The commission report notes in section 1.15 that these meetings were held 'under Chatham House Rules'. What does this mean? It means this:
"When a meeting, or part thereof, is held under the Chatham House Rule, participants are free to use the information received, but neither the identity nor the affiliation of the speaker(s), nor that of any other participant, may be revealed."
Again, there's nothing inherently wrong about this. Chatham House rules are used to allow people to speak frankly, and frank speaking is what a commission such as this needs.

But something stinks, and it is this: we don't know which companies spoke with the commission at these twenty-two meetings, we don't know what was said, and we don't know which of them were clients of Andrew Wilson's firm. What we do know is that the growth commission came up with a set of recommendations which were extraordinarily favourable to the interests of the rich.

I think there are questions for two people to answer here. One is Nicola Sturgeon. She needs to explain why she chose a corporate lobbyist to lead this very important commission. Yes, I acknowledge that Andrew Wilson is a member of the SNP, I acknowledge he is a member of the Scottish Great and Good, and I acknowledge he is an economist. But, actually, the SNP is not short of members who are well regarded, economists, and not corporate shills. So why Andrew Wilson?

For Andrew Wilson there are more questions. Has any member of the commission ever been a client of Charlotte Street Partners, and if so, whom? Has anyone the commission had meetings with been a client of Charlotte Street Partners, and if so, whom? Did any client of Charlotte Street Partners have early sight of the Growth Commission report, and if so, whom? Did any comment on it, and if so did any such comment result in changes to the text? If so, whom, and what changes?

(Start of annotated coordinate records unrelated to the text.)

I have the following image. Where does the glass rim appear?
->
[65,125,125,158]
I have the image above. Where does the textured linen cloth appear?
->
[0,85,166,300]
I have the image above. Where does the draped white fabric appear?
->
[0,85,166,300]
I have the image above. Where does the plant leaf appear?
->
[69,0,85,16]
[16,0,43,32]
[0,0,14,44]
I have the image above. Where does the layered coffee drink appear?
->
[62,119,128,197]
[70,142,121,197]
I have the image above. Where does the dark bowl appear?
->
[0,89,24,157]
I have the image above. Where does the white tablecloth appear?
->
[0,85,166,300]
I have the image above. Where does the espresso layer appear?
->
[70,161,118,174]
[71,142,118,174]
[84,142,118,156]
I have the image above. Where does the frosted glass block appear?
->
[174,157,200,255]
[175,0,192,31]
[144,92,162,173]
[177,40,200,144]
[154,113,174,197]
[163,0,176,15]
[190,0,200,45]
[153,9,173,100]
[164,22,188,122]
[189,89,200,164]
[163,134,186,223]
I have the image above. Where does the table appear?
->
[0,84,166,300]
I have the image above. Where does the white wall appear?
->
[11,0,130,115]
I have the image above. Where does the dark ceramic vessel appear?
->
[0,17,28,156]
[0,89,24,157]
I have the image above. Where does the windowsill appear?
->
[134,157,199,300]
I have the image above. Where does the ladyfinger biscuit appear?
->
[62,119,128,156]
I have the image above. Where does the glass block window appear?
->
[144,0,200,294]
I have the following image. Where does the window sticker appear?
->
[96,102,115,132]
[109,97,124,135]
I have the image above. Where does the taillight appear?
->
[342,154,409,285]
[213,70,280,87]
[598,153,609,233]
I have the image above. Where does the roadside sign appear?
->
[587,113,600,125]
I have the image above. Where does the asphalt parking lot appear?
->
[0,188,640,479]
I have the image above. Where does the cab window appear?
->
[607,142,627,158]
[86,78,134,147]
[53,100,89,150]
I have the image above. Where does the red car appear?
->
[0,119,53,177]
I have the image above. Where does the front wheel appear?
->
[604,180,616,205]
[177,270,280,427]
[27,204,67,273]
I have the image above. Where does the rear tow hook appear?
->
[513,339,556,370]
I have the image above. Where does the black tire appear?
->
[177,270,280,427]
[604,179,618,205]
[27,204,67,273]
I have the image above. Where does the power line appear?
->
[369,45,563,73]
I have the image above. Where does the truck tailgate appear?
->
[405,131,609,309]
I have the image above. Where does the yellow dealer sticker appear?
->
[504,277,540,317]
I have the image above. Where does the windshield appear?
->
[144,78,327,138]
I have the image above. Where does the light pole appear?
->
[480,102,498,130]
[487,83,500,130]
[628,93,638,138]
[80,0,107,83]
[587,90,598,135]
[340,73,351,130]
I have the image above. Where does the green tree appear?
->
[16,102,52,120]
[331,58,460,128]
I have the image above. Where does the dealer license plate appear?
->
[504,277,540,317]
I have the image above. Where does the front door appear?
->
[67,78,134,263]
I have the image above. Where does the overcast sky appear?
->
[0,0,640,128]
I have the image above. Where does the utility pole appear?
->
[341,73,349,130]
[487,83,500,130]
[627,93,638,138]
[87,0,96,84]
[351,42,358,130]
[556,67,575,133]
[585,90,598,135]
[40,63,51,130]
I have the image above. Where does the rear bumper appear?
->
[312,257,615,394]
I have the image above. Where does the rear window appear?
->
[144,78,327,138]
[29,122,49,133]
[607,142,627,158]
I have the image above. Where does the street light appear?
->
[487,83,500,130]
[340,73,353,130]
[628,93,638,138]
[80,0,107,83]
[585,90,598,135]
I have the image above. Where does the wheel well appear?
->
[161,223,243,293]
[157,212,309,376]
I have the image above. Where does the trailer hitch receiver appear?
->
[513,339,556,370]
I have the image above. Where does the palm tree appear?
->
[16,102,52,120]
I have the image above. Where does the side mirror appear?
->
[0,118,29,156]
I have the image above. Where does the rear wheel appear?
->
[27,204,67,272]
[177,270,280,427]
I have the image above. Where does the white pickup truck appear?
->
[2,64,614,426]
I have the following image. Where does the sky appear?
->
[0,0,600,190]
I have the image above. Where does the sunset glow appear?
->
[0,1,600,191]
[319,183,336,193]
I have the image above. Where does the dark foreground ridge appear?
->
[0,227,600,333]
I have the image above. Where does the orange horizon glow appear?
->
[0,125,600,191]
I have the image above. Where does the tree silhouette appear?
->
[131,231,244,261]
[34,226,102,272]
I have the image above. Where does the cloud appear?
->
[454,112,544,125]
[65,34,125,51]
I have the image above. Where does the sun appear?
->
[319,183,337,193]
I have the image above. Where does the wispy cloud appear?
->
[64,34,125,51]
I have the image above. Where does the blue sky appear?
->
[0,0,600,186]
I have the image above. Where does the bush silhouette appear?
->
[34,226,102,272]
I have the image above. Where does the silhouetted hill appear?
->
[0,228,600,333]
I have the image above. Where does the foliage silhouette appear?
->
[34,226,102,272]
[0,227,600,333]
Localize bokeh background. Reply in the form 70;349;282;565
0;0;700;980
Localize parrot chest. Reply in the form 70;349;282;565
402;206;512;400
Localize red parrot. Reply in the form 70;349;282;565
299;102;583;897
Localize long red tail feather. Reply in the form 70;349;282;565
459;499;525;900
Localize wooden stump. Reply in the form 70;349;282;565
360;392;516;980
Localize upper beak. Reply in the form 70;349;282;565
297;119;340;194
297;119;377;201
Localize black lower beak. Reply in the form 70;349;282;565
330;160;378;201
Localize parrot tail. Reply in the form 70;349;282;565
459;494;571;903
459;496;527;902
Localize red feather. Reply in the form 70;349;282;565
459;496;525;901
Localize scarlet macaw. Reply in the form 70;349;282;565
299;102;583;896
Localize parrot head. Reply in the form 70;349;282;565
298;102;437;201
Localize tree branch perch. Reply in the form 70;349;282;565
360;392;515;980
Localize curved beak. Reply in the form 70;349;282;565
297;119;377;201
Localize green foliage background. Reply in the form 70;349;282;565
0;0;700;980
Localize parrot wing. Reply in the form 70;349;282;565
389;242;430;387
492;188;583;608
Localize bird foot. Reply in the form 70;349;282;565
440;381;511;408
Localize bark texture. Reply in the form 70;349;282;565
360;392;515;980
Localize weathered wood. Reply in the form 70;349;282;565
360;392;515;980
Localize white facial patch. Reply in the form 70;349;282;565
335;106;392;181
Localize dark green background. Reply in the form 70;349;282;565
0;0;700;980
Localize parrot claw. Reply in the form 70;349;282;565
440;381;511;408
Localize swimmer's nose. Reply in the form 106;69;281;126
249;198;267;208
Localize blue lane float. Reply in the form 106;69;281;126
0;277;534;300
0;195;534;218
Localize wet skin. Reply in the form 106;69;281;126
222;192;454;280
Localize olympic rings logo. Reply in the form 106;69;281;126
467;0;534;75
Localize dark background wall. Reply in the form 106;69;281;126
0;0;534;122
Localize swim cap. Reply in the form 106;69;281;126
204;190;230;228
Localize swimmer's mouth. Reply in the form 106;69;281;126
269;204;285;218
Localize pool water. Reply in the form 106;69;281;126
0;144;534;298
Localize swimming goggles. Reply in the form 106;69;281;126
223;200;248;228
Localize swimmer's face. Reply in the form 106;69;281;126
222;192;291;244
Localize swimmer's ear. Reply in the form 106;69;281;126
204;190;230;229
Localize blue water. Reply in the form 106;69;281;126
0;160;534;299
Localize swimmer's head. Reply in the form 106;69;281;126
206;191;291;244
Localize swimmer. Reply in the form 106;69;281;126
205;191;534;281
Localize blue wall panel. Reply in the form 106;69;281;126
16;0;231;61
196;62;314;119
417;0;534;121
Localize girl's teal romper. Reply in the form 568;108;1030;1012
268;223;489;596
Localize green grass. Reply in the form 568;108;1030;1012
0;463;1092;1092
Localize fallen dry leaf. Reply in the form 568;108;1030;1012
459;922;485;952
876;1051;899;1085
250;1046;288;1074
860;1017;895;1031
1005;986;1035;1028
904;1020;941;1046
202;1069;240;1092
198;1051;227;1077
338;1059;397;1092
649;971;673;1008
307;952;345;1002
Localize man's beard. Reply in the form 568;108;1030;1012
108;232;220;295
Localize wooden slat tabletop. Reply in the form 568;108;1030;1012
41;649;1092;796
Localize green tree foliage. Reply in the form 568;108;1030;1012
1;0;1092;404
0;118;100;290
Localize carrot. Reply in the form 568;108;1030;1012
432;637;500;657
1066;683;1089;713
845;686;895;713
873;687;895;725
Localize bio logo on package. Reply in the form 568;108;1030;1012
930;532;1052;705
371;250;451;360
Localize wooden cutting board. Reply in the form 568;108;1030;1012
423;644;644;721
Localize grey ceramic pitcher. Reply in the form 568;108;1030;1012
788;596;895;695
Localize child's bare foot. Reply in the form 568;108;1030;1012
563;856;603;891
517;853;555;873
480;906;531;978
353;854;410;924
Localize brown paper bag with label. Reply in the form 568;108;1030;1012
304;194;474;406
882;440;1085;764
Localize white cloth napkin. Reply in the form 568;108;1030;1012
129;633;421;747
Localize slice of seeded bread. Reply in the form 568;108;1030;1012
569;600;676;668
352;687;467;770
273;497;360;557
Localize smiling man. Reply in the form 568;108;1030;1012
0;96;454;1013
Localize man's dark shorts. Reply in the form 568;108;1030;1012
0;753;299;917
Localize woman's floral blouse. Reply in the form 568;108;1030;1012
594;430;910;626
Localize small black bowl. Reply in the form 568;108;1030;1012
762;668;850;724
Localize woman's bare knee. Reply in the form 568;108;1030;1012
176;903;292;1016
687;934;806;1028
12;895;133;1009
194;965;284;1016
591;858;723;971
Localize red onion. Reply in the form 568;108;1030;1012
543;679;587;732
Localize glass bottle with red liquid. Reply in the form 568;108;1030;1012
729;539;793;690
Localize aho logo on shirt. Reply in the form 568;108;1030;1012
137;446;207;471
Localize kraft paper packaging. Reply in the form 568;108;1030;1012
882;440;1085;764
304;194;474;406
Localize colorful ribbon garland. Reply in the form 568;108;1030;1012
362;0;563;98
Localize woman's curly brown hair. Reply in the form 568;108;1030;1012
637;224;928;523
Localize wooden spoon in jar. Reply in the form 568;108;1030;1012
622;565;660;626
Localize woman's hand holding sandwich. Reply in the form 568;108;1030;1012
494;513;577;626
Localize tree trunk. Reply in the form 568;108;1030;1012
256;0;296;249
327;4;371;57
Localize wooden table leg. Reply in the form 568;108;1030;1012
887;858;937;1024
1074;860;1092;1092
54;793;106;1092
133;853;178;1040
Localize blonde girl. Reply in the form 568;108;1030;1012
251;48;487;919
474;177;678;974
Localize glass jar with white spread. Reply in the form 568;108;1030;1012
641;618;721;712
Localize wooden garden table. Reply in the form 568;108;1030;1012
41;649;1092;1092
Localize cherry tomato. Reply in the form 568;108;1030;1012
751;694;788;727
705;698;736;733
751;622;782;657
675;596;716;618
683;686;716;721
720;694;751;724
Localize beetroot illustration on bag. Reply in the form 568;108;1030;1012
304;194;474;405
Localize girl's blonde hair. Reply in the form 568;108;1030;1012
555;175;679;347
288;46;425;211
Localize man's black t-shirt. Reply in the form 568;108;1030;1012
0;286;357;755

In a small nation there is a short step from cronyism to outright corruption. Andrew Wilson's business - the representation, for money, of undisclosed interests in undisclosed meetings with undisclosed senior members of government - is also a very short step away from from outright corruption. So, I say again: we need, very clearly, to know which of Andrew Wilson's clients were given the opportunity to influence the growth commission report.